Enhanced multi-omics analysis reveals a lncRNA signature with 12 RNA modifications to predict tumor heterogeneity and potential therapy in non-small cell lung cancer.

This study delves into the landscape of RNA modification (RM)-related long non-coding RNAs (lncRNAs) within non-small cell lung cancer (NSCLC). We aim to uncover their significance in cancer biology and potential clinical implications. We utilized diverse datasets to identify 444 RM-related genes with 12 RMs. RM scores were computed, and associations with survival were analyzed. Weighted gene co-expression network analysis identified 730 RM-related lncRNAs. Univariate Cox regression identified 63 prognostically significant lncRNAs, leading to the classification of NSCLC samples into two clusters. Distinct differences in overall survival and disease-free interval were observed between the identified lncRNA clusters, showcasing their prognostic relevance. Molecular characterization uncovered mutation landscape variations, with cluster 2 displaying higher mutation rates in TP53 and TTN. Cluster-specific genomic alterations, immune cell infiltration, and immune checkpoint gene expression patterns were identified.
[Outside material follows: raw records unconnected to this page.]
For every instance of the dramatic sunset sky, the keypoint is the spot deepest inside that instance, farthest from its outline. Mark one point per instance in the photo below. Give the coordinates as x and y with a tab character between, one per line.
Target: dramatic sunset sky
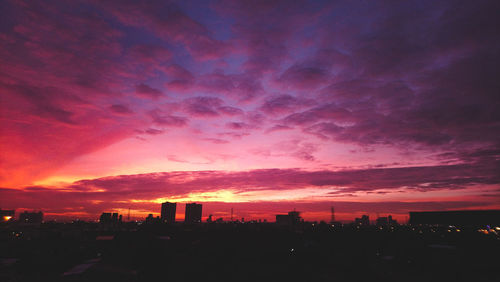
373	107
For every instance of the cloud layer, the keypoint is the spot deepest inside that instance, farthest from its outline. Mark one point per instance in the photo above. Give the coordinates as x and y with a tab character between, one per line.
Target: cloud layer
297	90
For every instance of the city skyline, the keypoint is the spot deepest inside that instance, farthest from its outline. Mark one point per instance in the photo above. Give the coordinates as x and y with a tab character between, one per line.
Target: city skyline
260	107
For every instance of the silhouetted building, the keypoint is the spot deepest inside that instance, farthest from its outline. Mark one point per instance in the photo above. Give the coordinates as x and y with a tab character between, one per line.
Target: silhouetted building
386	221
193	213
364	220
31	217
107	217
152	219
168	212
291	218
7	215
458	218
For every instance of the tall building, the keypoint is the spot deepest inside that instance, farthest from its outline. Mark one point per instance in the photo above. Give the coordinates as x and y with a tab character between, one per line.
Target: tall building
193	213
364	220
31	217
107	217
168	212
7	215
292	218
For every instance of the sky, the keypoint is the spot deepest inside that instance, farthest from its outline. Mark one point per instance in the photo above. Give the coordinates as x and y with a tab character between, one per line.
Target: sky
370	107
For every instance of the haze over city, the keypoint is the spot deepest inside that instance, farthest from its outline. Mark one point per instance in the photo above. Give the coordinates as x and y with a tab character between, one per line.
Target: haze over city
374	107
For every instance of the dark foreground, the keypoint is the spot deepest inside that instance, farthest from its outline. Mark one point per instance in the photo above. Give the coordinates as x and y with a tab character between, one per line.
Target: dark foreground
246	252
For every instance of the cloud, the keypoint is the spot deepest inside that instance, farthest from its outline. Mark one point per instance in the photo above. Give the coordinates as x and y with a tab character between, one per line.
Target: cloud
120	109
285	103
202	106
145	90
168	120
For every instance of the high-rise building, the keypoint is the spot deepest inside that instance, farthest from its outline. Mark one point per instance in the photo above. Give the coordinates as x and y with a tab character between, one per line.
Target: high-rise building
363	221
7	215
31	217
292	218
168	212
193	213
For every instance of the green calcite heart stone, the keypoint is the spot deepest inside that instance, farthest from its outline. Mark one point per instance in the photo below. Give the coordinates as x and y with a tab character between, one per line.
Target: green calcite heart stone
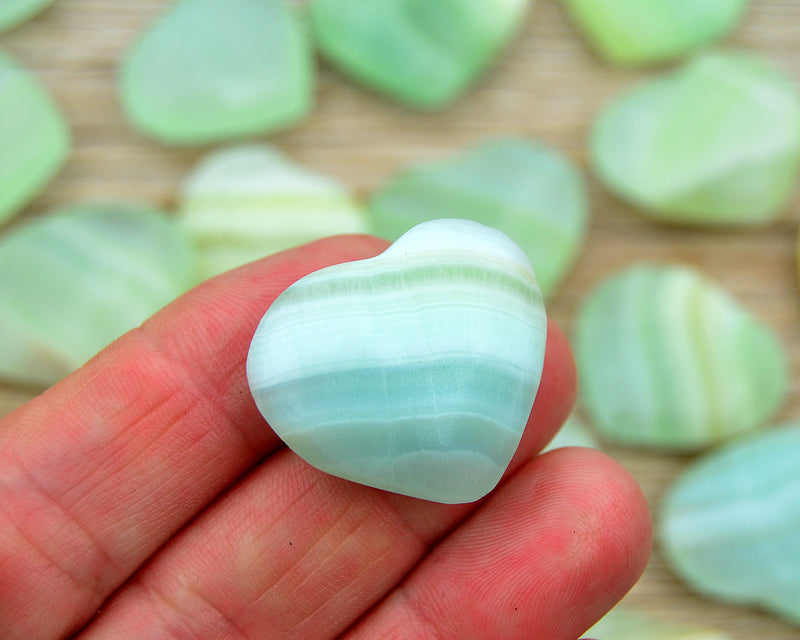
639	32
419	52
216	69
73	281
526	190
715	143
730	526
668	360
414	371
14	12
246	202
34	139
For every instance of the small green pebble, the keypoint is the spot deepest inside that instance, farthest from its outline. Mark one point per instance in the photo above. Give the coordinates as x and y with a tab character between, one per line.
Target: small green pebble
641	32
15	12
526	190
34	138
73	281
421	52
715	143
247	202
212	70
668	360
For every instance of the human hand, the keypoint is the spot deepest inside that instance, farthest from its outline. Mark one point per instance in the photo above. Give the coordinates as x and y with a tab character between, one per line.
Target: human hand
144	497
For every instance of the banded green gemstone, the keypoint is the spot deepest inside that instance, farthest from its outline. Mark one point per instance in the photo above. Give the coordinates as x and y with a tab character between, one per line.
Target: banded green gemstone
730	526
34	138
641	32
715	143
419	52
668	360
413	372
247	202
75	280
211	70
15	12
528	191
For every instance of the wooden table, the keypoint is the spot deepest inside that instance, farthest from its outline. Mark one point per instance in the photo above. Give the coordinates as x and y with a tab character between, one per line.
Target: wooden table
547	85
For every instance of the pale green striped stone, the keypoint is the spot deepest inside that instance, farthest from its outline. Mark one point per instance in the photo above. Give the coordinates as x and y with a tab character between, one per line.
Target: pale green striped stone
640	32
34	139
73	281
212	70
668	360
247	202
528	191
14	12
730	526
419	52
625	623
714	143
413	372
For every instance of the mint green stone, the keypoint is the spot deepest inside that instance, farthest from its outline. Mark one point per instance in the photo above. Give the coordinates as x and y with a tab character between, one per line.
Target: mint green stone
75	280
641	32
668	360
528	191
211	70
243	203
420	52
714	143
34	139
414	371
730	525
14	12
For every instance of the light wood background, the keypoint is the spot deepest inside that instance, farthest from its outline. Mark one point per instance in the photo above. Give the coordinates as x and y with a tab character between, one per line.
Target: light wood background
547	85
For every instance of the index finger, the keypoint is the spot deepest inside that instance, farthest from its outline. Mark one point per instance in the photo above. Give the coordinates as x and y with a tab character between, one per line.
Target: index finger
101	469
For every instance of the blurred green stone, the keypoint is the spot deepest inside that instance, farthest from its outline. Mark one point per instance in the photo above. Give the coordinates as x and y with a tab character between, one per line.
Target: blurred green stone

Drug sensitivity analysis revealed distinct profiles, with cluster 1 showing potential resistance to a combined approach of certain chemotherapy and immunotherapy, while cluster 2 may be suitable for monotherapy with specific chemotherapeutic or targeted agents. In conclusion, this study stands as the first and most comprehensive exploration, elucidating the intricate connections between RM, lncRNAs, NSCLC, and tumor immunity. Its findings significantly enhance our comprehension of NSCLC heterogeneity, offering pivotal insights and paving the path toward personalized treatment strategies.